Ratatouille originated as a vegetable stew from Provence and Nice in France. A "classical" ratatouille has tomato as the main ingredient, with zucchini, eggplant, bell peppers, onion, garlic, bay leave, thyme, basil, or mixed green herbs such as herbs de Provence. I opted out eggplant and used the leftover carrot, and red and yellow bell peppers instead.

Roasting really brings out the flavor of the vegetables. You can serve this as a side dish, or main with crusty bread, rice or noodles, or roasted potatoes.
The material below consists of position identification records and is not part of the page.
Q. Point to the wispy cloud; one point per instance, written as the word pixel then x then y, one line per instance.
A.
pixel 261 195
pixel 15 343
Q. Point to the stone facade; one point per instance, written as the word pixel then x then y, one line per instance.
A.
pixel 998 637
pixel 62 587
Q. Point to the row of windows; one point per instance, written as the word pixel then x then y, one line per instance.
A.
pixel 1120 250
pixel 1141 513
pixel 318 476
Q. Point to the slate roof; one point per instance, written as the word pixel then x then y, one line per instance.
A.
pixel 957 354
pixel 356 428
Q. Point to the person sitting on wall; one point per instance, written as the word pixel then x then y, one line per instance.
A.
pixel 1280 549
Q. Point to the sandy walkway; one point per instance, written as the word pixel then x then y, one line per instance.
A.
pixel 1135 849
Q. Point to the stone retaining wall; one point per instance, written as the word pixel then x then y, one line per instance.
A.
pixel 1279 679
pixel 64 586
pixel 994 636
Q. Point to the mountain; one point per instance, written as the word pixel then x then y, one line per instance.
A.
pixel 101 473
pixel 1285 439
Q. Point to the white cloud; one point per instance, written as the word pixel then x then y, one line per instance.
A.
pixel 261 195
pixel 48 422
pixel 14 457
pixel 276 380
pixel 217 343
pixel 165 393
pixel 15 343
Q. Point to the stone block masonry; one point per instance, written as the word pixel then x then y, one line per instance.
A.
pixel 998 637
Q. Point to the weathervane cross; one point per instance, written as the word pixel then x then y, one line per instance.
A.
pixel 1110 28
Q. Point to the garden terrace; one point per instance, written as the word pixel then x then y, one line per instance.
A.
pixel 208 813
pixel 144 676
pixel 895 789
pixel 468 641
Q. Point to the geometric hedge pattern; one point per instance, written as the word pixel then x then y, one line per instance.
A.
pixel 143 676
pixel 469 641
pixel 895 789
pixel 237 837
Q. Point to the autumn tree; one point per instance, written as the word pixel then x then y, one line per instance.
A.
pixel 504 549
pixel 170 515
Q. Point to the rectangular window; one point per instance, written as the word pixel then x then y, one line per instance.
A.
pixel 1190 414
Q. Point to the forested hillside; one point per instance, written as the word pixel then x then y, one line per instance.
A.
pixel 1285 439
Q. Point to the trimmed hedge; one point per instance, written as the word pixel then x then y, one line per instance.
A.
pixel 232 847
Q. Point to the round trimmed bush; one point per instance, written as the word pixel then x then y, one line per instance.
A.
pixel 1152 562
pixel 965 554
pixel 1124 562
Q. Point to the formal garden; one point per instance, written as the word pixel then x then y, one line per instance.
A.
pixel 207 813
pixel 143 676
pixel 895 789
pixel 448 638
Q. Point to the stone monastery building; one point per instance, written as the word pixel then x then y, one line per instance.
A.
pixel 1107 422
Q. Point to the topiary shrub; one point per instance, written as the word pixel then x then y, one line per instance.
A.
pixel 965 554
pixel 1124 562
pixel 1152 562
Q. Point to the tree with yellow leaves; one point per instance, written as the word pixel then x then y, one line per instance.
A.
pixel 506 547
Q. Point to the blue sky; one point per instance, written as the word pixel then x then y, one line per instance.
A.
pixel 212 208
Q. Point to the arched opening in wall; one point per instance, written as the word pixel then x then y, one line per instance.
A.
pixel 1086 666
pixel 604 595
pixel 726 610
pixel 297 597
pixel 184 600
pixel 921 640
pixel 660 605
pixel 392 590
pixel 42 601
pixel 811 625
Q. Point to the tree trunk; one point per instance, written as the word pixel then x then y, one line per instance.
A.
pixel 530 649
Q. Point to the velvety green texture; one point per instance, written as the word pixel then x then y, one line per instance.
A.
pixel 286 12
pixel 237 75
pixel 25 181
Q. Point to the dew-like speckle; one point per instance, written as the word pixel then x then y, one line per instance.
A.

I have adapted this dish based on a book called Vegetarian Meat and Potatoes Cookbook by Robin Robertson.

Ingredients:
1/2 of each red bell pepper and yellow bell pepper, diced
1/2 large carrot, cut into coin slices
1 small zucchini, cut into coin slices
2 small tomatoes, chopped
1/4 large onion, chopped
1 clove garlic, minced
salt and pepper
1 tablespoon olive oil
2 teaspoon thyme
3 tablespoon basil pesto (homemade or store bought)
2 tablespoon parsley, chopped

  1. Preheat oven to 200C. Lightly grease baking tray.
  2. Toss together all the ingredients, except zucchini and tomatoes, together in a medium bowl.

3. Pour over baking tray. Cover and bake for 20 minutes.
4. Remove cover, add zucchini, tomatoes and thyme. Bake uncover for another 20 minutes, or until vegetables are tender.

5. Stir in basil pesto, sprinkle with chopped parsley. Serve warm.